Re: [PATCH 3/5] mm: BUG_ON to avoid NULL deference while __GFP_NOFAIL fails

Michal Hocko <mhocko@xxxxxxxx> · Wed, 24 Jul 2024 14:10:29 +0200

On Wed 24-07-24 20:55:42, Barry Song wrote:
> From: Barry Song <v-songbaohua@xxxxxxxx>
> 
> We have cases we still fail though callers might have __GFP_NOFAIL.
> Since they don't check the return, we are exposed to the security
> risks for NULL deference.
> 
> Though BUG_ON() is not encouraged by Linus, this is an unrecoverable
> situation.
> 
> Christoph Hellwig:
> The whole freaking point of __GFP_NOFAIL is that callers don't handle
> allocation failures.  So in fact a straight BUG is the right thing
> here.
> 
> Vlastimil Babka:
> It's just not a recoverable situation (WARN_ON is for recoverable
> situations). The caller cannot handle allocation failure and at the same
> time asked for an impossible allocation. BUG_ON() is a guaranteed oops
> with stracktrace etc. We don't need to hope for the later NULL pointer
> dereference (which might if really unlucky happen from a different
> context where it's no longer obvious what lead to the allocation failing).
> 
> Michal Hocko:
> Linus tends to be against adding new BUG() calls unless the failure is
> absolutely unrecoverable (e.g. corrupted data structures etc.). I am
> not sure how he would look at simply incorrect memory allocator usage to
> blow up the kernel. Now the argument could be made that those failures
> could cause subtle memory corruptions or even be exploitable which might
> be a sufficient reason to stop them early.

I think it is worth adding that size checks are not really actionable
because they either cause unexpected failure or BUG_ON. It is not too
much of a stretch to expect some of the user triggerable codepaths could
hit this - e.g. when input is not checked properly. Silent failure is
then a potential security risk.

The page allocator, on the other hand, can chose to keep retrying even
if that means that there is not reclaim going on and essentially cause a
busy loop in the kernel space. That would eventually cause soft/hard
lockup detector to fire (if an architecture offers a reliable one).
So essentially there is choice between two bad solutions and you have
chosen one that reliably bugs on rather than rely on something external
to intervene.
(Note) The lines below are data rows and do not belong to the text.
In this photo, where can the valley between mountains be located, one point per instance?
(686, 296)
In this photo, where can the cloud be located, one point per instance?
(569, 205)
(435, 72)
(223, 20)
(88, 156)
The reasoning for that should be mentioned in the
changelog.

[...]
> diff --git a/mm/util.c b/mm/util.c
> index 0ff5898cc6de..a1be50c243f1 100644
> --- a/mm/util.c
> +++ b/mm/util.c
> @@ -668,6 +668,7 @@ void *__kvmalloc_node_noprof(DECL_BUCKET_PARAMS(size, b), gfp_t flags, int node)
>  	/* Don't even allow crazy sizes */
>  	if (unlikely(size > INT_MAX)) {
>  		WARN_ON_ONCE(!(flags & __GFP_NOWARN));
> +		BUG_ON(flags & __GFP_NOFAIL);

I guess you want to switch the ordering. WARNING on top of BUG on seems
rather pointless IMHO.

>  		return NULL;
>  	}
>  
> -- 
> 2.34.1

-- 
Michal Hocko
SUSE Labs